Two examples. Drafting a support reply needs judgment, so a capable model runs there, on demand, and only behind my review before anything goes out. Nothing is sent autonomously. Separately, my weekly competitor analysis needs to chew through a lot of content, so it runs on a deliberately cheaper model, because that is mass output where a smaller model is the correct, cost-aware call.

Knowing which tasks collapse into deterministic code and which actually need a brain each time is the entire skill. Most collapse. The few that do not get the cheapest model that can still do the job well.

The human is still the brain

The system handles orchestration. It does not handle judgment. I am still very much in the operation, and that is by design, not a limitation I am working to remove.

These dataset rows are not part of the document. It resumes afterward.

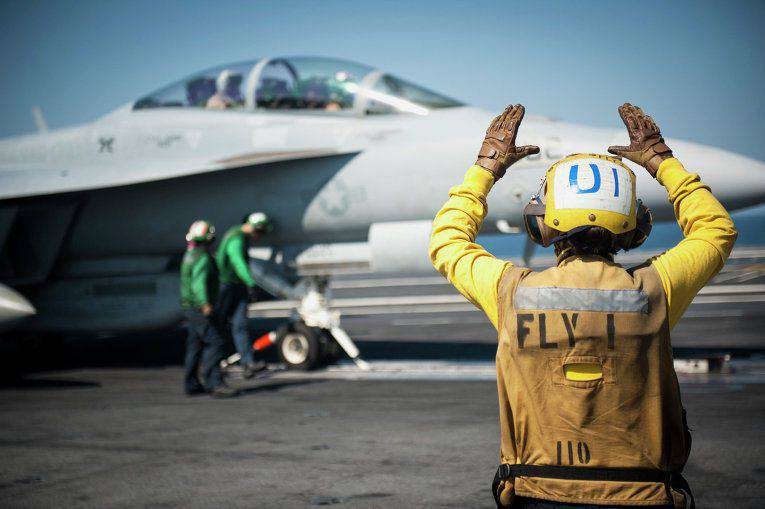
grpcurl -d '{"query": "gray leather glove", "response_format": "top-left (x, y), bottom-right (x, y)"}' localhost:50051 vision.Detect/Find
top-left (608, 103), bottom-right (672, 178)
top-left (475, 104), bottom-right (539, 181)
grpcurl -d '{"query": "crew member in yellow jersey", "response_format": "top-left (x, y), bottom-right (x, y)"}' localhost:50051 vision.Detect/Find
top-left (430, 104), bottom-right (737, 508)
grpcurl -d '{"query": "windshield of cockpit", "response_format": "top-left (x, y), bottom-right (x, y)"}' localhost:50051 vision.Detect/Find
top-left (134, 57), bottom-right (462, 115)
top-left (256, 57), bottom-right (462, 114)
top-left (133, 62), bottom-right (255, 110)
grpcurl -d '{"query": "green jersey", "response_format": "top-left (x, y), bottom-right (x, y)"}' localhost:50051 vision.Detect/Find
top-left (181, 246), bottom-right (218, 308)
top-left (217, 226), bottom-right (255, 287)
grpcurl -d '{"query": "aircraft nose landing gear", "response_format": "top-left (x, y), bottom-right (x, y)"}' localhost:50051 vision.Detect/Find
top-left (278, 278), bottom-right (370, 370)
top-left (221, 277), bottom-right (370, 371)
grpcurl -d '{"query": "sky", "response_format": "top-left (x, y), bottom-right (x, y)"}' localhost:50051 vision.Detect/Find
top-left (0, 0), bottom-right (765, 230)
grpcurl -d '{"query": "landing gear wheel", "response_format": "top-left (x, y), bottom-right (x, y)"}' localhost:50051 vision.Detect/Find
top-left (277, 322), bottom-right (322, 371)
top-left (321, 330), bottom-right (343, 366)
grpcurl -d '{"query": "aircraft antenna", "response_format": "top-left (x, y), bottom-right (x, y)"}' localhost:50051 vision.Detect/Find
top-left (32, 106), bottom-right (48, 133)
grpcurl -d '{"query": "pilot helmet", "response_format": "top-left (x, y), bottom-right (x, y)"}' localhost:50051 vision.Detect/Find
top-left (186, 219), bottom-right (215, 242)
top-left (245, 212), bottom-right (274, 233)
top-left (523, 154), bottom-right (653, 251)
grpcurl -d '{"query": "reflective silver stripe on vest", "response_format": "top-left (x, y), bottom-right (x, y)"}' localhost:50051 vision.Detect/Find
top-left (513, 286), bottom-right (648, 314)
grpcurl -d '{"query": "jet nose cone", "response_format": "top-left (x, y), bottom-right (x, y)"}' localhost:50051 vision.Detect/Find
top-left (0, 284), bottom-right (37, 327)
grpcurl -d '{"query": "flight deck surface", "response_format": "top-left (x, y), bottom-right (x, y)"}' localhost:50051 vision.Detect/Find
top-left (0, 261), bottom-right (765, 509)
top-left (0, 361), bottom-right (765, 509)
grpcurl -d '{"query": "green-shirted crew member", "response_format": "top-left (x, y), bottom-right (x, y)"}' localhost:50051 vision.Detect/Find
top-left (430, 104), bottom-right (737, 509)
top-left (181, 220), bottom-right (238, 398)
top-left (217, 212), bottom-right (273, 378)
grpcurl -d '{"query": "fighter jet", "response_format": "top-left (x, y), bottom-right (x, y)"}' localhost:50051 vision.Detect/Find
top-left (0, 57), bottom-right (765, 366)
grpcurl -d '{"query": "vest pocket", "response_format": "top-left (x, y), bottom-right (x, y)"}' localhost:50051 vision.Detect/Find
top-left (548, 355), bottom-right (615, 389)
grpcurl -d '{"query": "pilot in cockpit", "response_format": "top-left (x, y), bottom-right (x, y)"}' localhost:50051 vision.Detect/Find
top-left (207, 69), bottom-right (244, 110)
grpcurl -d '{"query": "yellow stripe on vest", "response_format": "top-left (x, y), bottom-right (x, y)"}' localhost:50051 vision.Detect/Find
top-left (563, 362), bottom-right (603, 382)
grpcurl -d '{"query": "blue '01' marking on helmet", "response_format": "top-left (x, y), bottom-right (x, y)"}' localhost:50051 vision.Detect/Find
top-left (568, 163), bottom-right (600, 194)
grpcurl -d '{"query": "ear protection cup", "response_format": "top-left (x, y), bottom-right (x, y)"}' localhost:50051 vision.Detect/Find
top-left (523, 195), bottom-right (561, 247)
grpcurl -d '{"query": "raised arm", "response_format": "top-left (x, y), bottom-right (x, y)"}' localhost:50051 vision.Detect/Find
top-left (429, 104), bottom-right (539, 327)
top-left (608, 104), bottom-right (738, 328)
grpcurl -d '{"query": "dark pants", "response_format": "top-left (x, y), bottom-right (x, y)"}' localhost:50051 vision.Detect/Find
top-left (218, 283), bottom-right (253, 366)
top-left (512, 497), bottom-right (674, 509)
top-left (183, 309), bottom-right (223, 391)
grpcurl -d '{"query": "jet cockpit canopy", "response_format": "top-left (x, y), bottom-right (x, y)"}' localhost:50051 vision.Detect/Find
top-left (133, 57), bottom-right (462, 115)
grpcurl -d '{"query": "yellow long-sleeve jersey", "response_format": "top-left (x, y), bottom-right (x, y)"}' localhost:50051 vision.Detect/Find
top-left (430, 158), bottom-right (737, 334)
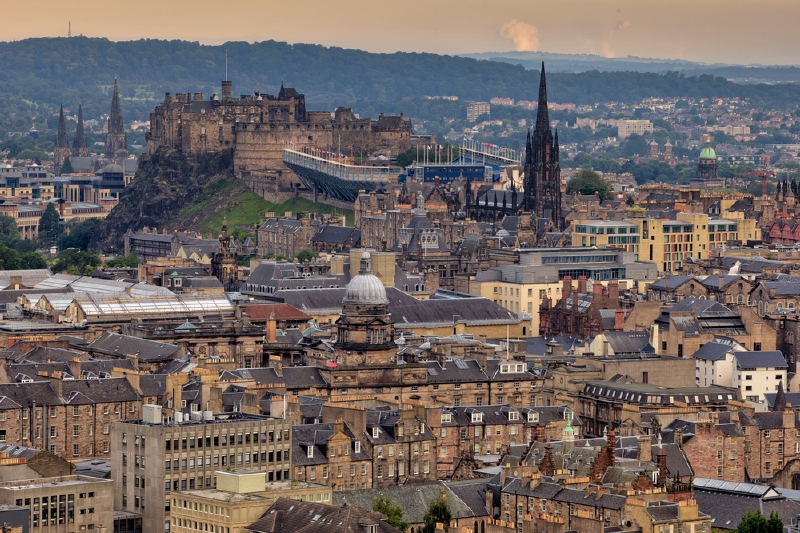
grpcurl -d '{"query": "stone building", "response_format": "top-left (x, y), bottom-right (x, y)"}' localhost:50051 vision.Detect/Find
top-left (72, 104), bottom-right (89, 157)
top-left (0, 372), bottom-right (142, 460)
top-left (111, 412), bottom-right (292, 531)
top-left (647, 274), bottom-right (754, 305)
top-left (256, 213), bottom-right (320, 260)
top-left (104, 78), bottom-right (128, 164)
top-left (292, 421), bottom-right (373, 491)
top-left (661, 411), bottom-right (749, 483)
top-left (0, 475), bottom-right (114, 533)
top-left (53, 105), bottom-right (70, 174)
top-left (147, 81), bottom-right (411, 183)
top-left (539, 276), bottom-right (625, 338)
top-left (689, 140), bottom-right (725, 190)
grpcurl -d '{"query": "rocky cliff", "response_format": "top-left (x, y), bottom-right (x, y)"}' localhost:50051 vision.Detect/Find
top-left (89, 149), bottom-right (233, 252)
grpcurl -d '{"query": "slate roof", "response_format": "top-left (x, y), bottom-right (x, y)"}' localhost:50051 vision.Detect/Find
top-left (139, 374), bottom-right (167, 396)
top-left (603, 331), bottom-right (655, 355)
top-left (219, 367), bottom-right (283, 385)
top-left (87, 333), bottom-right (178, 361)
top-left (292, 422), bottom-right (371, 466)
top-left (423, 359), bottom-right (489, 383)
top-left (733, 350), bottom-right (789, 370)
top-left (764, 392), bottom-right (800, 409)
top-left (331, 481), bottom-right (488, 524)
top-left (61, 378), bottom-right (139, 405)
top-left (692, 342), bottom-right (733, 361)
top-left (245, 498), bottom-right (399, 533)
top-left (650, 276), bottom-right (694, 291)
top-left (694, 478), bottom-right (800, 530)
top-left (283, 366), bottom-right (327, 389)
top-left (242, 303), bottom-right (311, 322)
top-left (274, 287), bottom-right (520, 330)
top-left (311, 224), bottom-right (361, 246)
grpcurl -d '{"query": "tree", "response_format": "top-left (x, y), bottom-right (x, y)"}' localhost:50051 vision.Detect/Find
top-left (19, 252), bottom-right (47, 270)
top-left (567, 168), bottom-right (611, 202)
top-left (736, 510), bottom-right (783, 533)
top-left (294, 248), bottom-right (317, 263)
top-left (397, 148), bottom-right (417, 168)
top-left (58, 218), bottom-right (102, 250)
top-left (372, 494), bottom-right (409, 531)
top-left (422, 492), bottom-right (453, 533)
top-left (60, 157), bottom-right (75, 176)
top-left (53, 248), bottom-right (102, 275)
top-left (39, 202), bottom-right (61, 248)
top-left (106, 253), bottom-right (139, 268)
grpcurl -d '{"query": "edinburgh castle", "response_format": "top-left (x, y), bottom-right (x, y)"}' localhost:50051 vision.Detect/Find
top-left (147, 81), bottom-right (411, 201)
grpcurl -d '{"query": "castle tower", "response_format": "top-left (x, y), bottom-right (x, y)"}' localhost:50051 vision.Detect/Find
top-left (690, 141), bottom-right (725, 190)
top-left (72, 105), bottom-right (89, 157)
top-left (524, 62), bottom-right (564, 230)
top-left (211, 218), bottom-right (236, 292)
top-left (333, 252), bottom-right (397, 367)
top-left (105, 78), bottom-right (128, 164)
top-left (53, 105), bottom-right (69, 170)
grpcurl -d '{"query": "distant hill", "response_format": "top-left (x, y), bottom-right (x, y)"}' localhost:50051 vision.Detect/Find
top-left (0, 37), bottom-right (800, 137)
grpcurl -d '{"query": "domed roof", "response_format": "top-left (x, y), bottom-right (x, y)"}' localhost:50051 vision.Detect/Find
top-left (700, 141), bottom-right (717, 159)
top-left (342, 252), bottom-right (389, 305)
top-left (103, 163), bottom-right (122, 174)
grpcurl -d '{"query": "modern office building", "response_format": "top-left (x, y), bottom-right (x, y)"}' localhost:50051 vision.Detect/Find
top-left (111, 405), bottom-right (292, 533)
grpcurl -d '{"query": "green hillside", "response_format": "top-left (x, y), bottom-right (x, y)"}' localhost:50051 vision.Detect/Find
top-left (169, 176), bottom-right (353, 240)
top-left (0, 37), bottom-right (800, 138)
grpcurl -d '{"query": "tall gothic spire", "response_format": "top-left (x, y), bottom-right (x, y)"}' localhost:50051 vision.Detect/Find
top-left (53, 105), bottom-right (69, 173)
top-left (108, 78), bottom-right (125, 134)
top-left (535, 61), bottom-right (550, 134)
top-left (72, 104), bottom-right (89, 157)
top-left (105, 78), bottom-right (128, 160)
top-left (55, 105), bottom-right (69, 144)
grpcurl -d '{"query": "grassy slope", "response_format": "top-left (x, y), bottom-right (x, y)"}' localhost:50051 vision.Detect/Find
top-left (170, 176), bottom-right (353, 240)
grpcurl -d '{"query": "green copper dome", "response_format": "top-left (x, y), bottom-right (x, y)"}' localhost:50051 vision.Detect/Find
top-left (700, 143), bottom-right (717, 159)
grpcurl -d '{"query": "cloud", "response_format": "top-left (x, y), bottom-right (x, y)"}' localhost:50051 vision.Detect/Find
top-left (614, 20), bottom-right (632, 31)
top-left (500, 19), bottom-right (539, 52)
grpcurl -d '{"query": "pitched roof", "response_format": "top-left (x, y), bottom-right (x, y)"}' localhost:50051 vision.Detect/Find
top-left (245, 498), bottom-right (399, 533)
top-left (242, 303), bottom-right (311, 322)
top-left (331, 480), bottom-right (488, 524)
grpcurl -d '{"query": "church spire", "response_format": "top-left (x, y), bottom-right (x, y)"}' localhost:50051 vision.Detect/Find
top-left (72, 104), bottom-right (89, 157)
top-left (104, 78), bottom-right (128, 160)
top-left (53, 105), bottom-right (69, 173)
top-left (108, 78), bottom-right (125, 134)
top-left (536, 61), bottom-right (550, 134)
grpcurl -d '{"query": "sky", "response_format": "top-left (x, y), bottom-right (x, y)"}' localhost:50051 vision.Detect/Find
top-left (6, 0), bottom-right (800, 65)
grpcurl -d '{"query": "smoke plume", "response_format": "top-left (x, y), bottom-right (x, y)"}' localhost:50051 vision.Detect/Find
top-left (500, 19), bottom-right (539, 52)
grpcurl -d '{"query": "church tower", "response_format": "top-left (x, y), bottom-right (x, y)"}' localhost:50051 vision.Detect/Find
top-left (524, 62), bottom-right (564, 231)
top-left (72, 105), bottom-right (89, 157)
top-left (333, 252), bottom-right (397, 367)
top-left (105, 78), bottom-right (128, 164)
top-left (689, 141), bottom-right (725, 191)
top-left (211, 218), bottom-right (237, 292)
top-left (53, 105), bottom-right (69, 175)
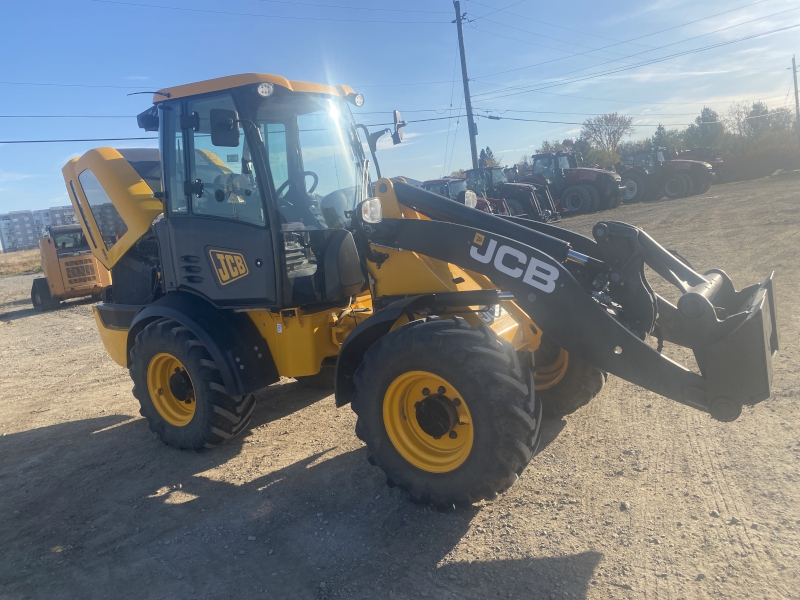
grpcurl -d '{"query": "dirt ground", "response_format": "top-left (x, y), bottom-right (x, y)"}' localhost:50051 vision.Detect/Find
top-left (0, 179), bottom-right (800, 599)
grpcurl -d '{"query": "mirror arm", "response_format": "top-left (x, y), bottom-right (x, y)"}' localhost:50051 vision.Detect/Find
top-left (356, 123), bottom-right (390, 179)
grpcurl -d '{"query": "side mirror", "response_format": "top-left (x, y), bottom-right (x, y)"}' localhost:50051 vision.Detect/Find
top-left (210, 108), bottom-right (239, 148)
top-left (392, 110), bottom-right (408, 146)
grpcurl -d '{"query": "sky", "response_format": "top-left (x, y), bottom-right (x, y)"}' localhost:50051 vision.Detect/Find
top-left (0, 0), bottom-right (800, 213)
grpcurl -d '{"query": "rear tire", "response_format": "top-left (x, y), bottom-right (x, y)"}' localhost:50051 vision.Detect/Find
top-left (661, 175), bottom-right (686, 200)
top-left (561, 185), bottom-right (592, 215)
top-left (622, 173), bottom-right (647, 204)
top-left (352, 318), bottom-right (541, 506)
top-left (130, 319), bottom-right (255, 450)
top-left (534, 338), bottom-right (607, 418)
top-left (680, 173), bottom-right (694, 196)
top-left (31, 277), bottom-right (61, 312)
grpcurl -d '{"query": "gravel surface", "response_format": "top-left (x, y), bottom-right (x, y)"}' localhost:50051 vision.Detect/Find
top-left (0, 180), bottom-right (800, 599)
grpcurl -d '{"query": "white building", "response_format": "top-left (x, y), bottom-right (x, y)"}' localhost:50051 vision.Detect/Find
top-left (0, 206), bottom-right (78, 252)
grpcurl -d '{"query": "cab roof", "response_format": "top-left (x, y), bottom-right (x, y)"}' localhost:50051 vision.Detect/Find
top-left (153, 73), bottom-right (354, 104)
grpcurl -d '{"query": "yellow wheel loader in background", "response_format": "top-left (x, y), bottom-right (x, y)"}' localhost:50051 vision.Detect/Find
top-left (63, 74), bottom-right (778, 505)
top-left (31, 225), bottom-right (111, 310)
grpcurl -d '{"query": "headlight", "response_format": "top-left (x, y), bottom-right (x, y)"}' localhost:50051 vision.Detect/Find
top-left (361, 198), bottom-right (383, 223)
top-left (464, 190), bottom-right (478, 208)
top-left (257, 81), bottom-right (275, 98)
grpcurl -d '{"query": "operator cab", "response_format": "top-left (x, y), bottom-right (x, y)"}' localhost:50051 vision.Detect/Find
top-left (532, 152), bottom-right (578, 184)
top-left (467, 167), bottom-right (507, 198)
top-left (152, 76), bottom-right (376, 307)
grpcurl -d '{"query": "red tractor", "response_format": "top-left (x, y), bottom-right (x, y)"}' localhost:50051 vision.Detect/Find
top-left (420, 177), bottom-right (511, 216)
top-left (616, 148), bottom-right (716, 204)
top-left (522, 151), bottom-right (624, 214)
top-left (467, 167), bottom-right (561, 223)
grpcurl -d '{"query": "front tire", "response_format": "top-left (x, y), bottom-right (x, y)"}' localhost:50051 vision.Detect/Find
top-left (662, 175), bottom-right (686, 200)
top-left (352, 319), bottom-right (541, 506)
top-left (622, 173), bottom-right (647, 204)
top-left (561, 185), bottom-right (592, 215)
top-left (583, 185), bottom-right (600, 212)
top-left (130, 319), bottom-right (255, 450)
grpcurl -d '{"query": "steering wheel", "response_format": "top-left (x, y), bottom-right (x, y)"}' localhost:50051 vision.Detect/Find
top-left (275, 171), bottom-right (319, 198)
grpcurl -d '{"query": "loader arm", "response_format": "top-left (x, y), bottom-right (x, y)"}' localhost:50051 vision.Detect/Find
top-left (362, 183), bottom-right (778, 421)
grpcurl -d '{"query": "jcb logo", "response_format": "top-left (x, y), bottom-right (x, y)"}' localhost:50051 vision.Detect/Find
top-left (208, 250), bottom-right (249, 285)
top-left (469, 233), bottom-right (558, 294)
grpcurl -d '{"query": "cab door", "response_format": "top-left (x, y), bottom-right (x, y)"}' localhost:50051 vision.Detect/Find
top-left (161, 94), bottom-right (277, 308)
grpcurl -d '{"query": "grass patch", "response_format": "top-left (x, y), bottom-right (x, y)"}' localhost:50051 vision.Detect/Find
top-left (0, 249), bottom-right (42, 277)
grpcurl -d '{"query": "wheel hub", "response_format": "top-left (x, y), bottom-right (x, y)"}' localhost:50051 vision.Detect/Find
top-left (414, 394), bottom-right (458, 440)
top-left (383, 371), bottom-right (475, 473)
top-left (169, 368), bottom-right (194, 404)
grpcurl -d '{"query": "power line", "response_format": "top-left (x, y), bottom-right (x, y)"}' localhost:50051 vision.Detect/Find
top-left (0, 137), bottom-right (158, 144)
top-left (253, 0), bottom-right (450, 15)
top-left (468, 0), bottom-right (776, 79)
top-left (468, 0), bottom-right (648, 48)
top-left (0, 115), bottom-right (136, 119)
top-left (472, 23), bottom-right (800, 100)
top-left (92, 0), bottom-right (447, 25)
top-left (0, 81), bottom-right (147, 90)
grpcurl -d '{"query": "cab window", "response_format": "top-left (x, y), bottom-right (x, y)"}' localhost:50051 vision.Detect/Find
top-left (187, 94), bottom-right (265, 225)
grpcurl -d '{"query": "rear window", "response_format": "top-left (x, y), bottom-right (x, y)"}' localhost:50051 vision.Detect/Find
top-left (78, 169), bottom-right (128, 250)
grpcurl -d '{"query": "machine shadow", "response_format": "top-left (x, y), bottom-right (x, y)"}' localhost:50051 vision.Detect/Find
top-left (0, 410), bottom-right (601, 599)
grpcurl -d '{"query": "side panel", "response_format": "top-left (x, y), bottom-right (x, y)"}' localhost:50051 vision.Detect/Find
top-left (92, 306), bottom-right (128, 369)
top-left (61, 148), bottom-right (162, 269)
top-left (39, 237), bottom-right (64, 298)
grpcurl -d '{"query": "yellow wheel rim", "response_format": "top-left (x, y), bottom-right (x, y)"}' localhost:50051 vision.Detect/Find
top-left (147, 353), bottom-right (197, 427)
top-left (533, 348), bottom-right (569, 390)
top-left (383, 371), bottom-right (474, 473)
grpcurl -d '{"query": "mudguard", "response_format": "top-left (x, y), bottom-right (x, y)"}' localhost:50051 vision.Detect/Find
top-left (334, 294), bottom-right (433, 406)
top-left (128, 292), bottom-right (280, 396)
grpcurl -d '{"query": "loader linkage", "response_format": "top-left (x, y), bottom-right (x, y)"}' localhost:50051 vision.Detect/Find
top-left (360, 183), bottom-right (779, 421)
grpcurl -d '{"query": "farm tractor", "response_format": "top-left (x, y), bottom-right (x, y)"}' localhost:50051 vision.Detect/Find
top-left (421, 177), bottom-right (511, 216)
top-left (31, 225), bottom-right (111, 311)
top-left (63, 74), bottom-right (778, 506)
top-left (466, 167), bottom-right (561, 223)
top-left (616, 148), bottom-right (716, 204)
top-left (521, 151), bottom-right (624, 214)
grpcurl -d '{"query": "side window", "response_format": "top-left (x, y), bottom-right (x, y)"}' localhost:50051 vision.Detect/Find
top-left (164, 103), bottom-right (189, 215)
top-left (261, 123), bottom-right (289, 190)
top-left (78, 169), bottom-right (128, 250)
top-left (187, 95), bottom-right (264, 225)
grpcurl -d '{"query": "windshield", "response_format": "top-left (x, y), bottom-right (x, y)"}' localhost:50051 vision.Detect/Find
top-left (450, 179), bottom-right (467, 200)
top-left (467, 169), bottom-right (488, 196)
top-left (53, 231), bottom-right (89, 252)
top-left (256, 93), bottom-right (366, 231)
top-left (492, 167), bottom-right (508, 185)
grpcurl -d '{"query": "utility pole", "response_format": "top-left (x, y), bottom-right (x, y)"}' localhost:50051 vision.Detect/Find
top-left (792, 54), bottom-right (800, 152)
top-left (453, 0), bottom-right (478, 169)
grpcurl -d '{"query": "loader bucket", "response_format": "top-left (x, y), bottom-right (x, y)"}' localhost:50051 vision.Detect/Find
top-left (376, 183), bottom-right (779, 421)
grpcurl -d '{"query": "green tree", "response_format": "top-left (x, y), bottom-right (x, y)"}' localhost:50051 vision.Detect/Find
top-left (581, 113), bottom-right (635, 154)
top-left (683, 106), bottom-right (725, 148)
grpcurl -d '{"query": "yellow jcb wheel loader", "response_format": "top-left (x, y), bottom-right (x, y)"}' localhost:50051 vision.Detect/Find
top-left (31, 225), bottom-right (111, 310)
top-left (63, 74), bottom-right (778, 504)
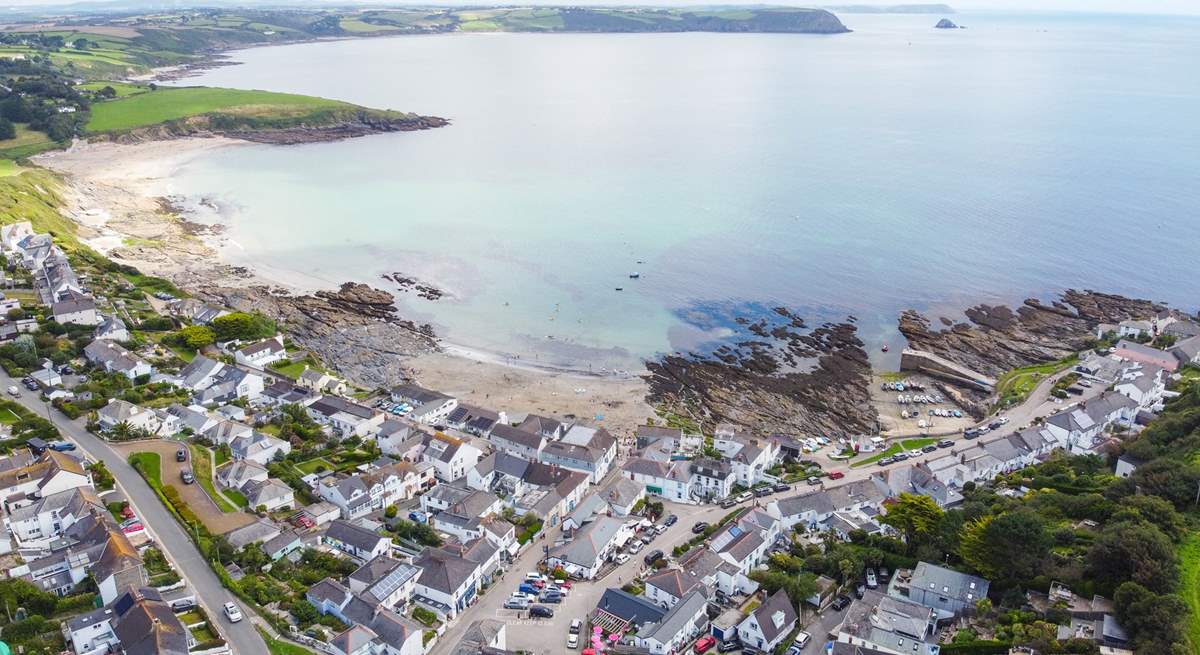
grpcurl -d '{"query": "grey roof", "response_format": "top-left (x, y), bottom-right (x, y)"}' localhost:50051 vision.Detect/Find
top-left (550, 516), bottom-right (625, 569)
top-left (754, 589), bottom-right (796, 643)
top-left (596, 588), bottom-right (667, 625)
top-left (910, 561), bottom-right (990, 605)
top-left (637, 589), bottom-right (708, 643)
top-left (325, 519), bottom-right (389, 551)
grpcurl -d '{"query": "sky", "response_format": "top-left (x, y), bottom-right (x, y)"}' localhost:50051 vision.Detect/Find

The server can run the jobs, build the caches, and report the results. It cannot decide which customer situation deserves an exception, which trend in the competitor data actually matters, or what the business should do next. That is me. The tooling is the nervous system. I am the brain. Anyone selling you a business that runs itself with no human in it is selling you a business that will eventually do something stupid at full speed with no one watching.

If AI disappeared tomorrow

Here is the part I like most. If every AI tool I use vanished overnight, my operations would not stop. The tooling is already in place. It is ordinary code that I own, running on a server I control. The jobs would keep firing on schedule, the caches would keep rebuilding, the Slack rollups would keep landing.

Better still, it is portable. The same agents can be repointed at a new goal, a new project, a new end game, with the heavy thinking already baked in. I did not build a dependency on AI. I used AI to build infrastructure that outlives it.

What it actually changed

I want to be plain about the outcome, because this is the part that matters to anyone running a business. This strategy made me both more productive and more profitable at the same time, which almost never happens together. I do not need a stack of excess services anymore, and I do not need excess labor. The repeatable work that used to justify another subscription or another hire is just running, quietly, on a small server. Costs went down, output went up, and the gap keeps widening because the system improves every day. The investment also pays for itself twice over. The time it frees up goes straight into building the next solution, and what I have built is not a one-off: it is a framework I can drop into another business, pointed at a new set of problems. That is the real return.

How to start, if you are running a startup

You do not need a fleet or a budget to apply this. The shape is simple:

List your functional domains. Write down the parts of your business that repeat: support, billing, follow-ups, reporting. You automate domains, not vague intentions.
Automate the deterministic 90 percent. Most of the work in each domain has no judgment in it. Have AI write a plain script for that part, and have it run on a schedule.
Build a cache, not a live dependency. Log your knowledge and state where the cheap jobs can read it. Your own reviewed history is the most valuable, and cheapest, context you have.
Reserve AI for judgment, and pick the model on purpose. Strong model where it needs to be smart, cheaper model where it needs to be voluminous, and a human in front of anything that reaches a customer.
Push it off your machine and your network. Put it on a small always-on server in the cloud so it works when you do not. The cloud is a powerful place. There is a reason enterprises do not run on a server in a closet, and you do not want to learn that lesson the hard way.

The goal was never to hand the business to AI. The goal was to use AI to build tooling that quietly runs the repeatable parts, so the scarce resource, my attention, goes to the decisions only a human should make.